Best practices / ideas for front matter metadata

I’m in the very early stages of designing a site for an architectural firm.

I’m not quite sure what would best practice or strategy for dealing with the front matter for each project. Because it needs to list fairly simple and common data across like:

+++
title = "Project title"
draft = true

typologies = [ "typo1", "typo2" ]
architect = [ "Architect1", "Architect2 ]
client = "The Client"
status = "Built"
date = 2017-11-28T07:20:30+01:00
city = "City"
country = "Country"
coordinates = [51.000000, 8.000000]

cover_image = "/images/1.jpg"
gallery = [
    "/images/2.jpg/",
    "/images/4.jpg/",
    "/images/5.jpg/"
]
+++

But then there is only a bunch of other data that may or may not be relevant to each project, like a consultant, landscape architects, awards etc.

In my head right now it is about 10-15 data points.

My questions is how to go about this. Is there a good clean way of doing something like this?

Because just adding them with a blank value in the archetypes front matter doesn’t seem like a very elegant solution - it is even discouraged in TOML. And it would make the front matter messy.

I hope my question make sense.

Any links to useful resources or discussions is appreciated. Thanks.

If the data is common for various content files that are organized under -let’s say- a section, you could include these parameters in a data file and then render them in your single.html template under a condition like:

{{ if eq .Section "section-name" }}
<---Data Parameters--->
{{ end }}

The Hugo Docs repository is a fairly complex example with lots of metadata. I wasn’t one of the architects of that site, but we generally use empty fields for common metadata.

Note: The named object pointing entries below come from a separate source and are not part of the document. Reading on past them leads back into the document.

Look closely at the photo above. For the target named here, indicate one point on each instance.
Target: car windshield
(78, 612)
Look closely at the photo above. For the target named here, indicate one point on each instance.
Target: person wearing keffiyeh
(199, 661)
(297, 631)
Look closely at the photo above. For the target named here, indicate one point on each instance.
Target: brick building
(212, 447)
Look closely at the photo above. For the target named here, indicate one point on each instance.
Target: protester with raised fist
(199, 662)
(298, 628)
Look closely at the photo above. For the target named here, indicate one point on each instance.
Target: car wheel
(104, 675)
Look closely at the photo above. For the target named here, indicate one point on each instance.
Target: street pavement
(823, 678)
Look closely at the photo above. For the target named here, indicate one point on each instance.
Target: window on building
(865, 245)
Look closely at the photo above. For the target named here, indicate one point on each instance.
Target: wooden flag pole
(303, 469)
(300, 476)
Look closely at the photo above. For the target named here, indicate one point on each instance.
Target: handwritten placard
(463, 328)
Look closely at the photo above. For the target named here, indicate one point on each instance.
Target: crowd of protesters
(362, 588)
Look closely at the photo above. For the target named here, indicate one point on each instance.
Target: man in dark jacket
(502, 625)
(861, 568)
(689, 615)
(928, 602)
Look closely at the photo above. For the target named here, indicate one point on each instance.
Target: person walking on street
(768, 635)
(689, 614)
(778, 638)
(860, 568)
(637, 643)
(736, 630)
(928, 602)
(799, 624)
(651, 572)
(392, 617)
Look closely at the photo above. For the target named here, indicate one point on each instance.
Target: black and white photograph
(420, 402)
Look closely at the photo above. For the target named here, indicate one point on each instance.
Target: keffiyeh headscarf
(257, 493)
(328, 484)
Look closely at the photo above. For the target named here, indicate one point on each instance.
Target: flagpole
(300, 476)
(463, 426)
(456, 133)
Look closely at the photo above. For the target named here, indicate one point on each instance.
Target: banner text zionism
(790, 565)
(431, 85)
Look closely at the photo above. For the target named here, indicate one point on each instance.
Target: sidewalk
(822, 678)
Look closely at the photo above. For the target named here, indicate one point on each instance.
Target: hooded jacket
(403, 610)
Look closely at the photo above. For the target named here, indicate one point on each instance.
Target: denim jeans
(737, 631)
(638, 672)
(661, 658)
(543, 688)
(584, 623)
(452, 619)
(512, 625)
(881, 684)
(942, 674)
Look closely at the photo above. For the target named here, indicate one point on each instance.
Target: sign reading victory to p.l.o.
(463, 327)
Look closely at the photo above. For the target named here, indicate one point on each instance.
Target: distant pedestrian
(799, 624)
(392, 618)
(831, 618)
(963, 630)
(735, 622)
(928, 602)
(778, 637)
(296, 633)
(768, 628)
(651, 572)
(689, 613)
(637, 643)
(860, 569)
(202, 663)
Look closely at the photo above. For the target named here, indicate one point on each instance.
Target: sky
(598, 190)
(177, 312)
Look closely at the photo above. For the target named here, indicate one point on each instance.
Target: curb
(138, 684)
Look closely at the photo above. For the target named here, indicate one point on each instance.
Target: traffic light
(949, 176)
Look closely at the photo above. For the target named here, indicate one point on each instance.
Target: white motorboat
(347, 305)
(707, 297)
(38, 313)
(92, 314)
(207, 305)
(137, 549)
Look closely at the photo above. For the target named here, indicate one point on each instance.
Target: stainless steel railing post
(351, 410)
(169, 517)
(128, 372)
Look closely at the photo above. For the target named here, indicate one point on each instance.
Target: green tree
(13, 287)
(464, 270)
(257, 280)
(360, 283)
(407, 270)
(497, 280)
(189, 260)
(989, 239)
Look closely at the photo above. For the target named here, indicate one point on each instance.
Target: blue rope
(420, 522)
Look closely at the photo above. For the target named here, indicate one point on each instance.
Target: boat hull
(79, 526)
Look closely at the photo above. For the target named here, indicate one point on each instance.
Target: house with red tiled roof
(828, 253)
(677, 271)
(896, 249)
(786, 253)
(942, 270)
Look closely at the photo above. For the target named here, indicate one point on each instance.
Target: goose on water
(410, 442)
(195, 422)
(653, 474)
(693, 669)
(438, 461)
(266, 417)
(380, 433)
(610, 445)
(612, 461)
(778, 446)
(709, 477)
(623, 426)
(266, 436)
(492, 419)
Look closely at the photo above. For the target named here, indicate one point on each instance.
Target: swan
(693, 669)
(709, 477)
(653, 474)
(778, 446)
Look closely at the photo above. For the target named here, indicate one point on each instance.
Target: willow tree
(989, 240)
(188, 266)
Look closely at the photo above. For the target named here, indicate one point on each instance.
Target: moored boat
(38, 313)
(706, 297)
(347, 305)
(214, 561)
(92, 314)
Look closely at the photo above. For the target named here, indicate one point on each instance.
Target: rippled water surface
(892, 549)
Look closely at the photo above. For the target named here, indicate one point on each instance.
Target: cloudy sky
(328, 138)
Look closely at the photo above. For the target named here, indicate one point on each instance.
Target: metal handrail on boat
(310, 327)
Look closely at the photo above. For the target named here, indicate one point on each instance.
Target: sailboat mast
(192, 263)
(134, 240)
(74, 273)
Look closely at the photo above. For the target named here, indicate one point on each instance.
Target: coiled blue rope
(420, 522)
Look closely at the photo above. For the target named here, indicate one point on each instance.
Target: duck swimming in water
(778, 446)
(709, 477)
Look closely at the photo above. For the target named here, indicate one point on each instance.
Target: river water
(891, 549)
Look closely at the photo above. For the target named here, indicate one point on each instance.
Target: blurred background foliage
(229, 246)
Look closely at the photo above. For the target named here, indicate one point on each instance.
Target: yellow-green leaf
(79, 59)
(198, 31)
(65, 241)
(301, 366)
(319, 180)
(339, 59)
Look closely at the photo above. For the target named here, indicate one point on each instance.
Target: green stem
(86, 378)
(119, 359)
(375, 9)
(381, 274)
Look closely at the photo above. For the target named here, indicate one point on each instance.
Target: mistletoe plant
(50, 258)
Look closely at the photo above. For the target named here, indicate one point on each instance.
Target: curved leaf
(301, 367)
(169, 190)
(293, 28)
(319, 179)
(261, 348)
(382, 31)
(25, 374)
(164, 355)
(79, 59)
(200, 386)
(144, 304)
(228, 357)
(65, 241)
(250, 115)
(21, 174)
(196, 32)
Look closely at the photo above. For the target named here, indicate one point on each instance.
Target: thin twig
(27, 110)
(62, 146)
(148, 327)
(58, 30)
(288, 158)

I, personally, go back and forth on this issue. I’ll leave them out sometimes and use {{ with .Params.whatever }}{{ . }}{{ end }} to handle optional params. Other times, I’ll include them all just as a reminder of what all options are available since I will generally forget what they are unless I’m updating a site often.

Thanks. I will browse through the docs.

I don’t have a problem with empty fields. It helps make sure your documents are consistent.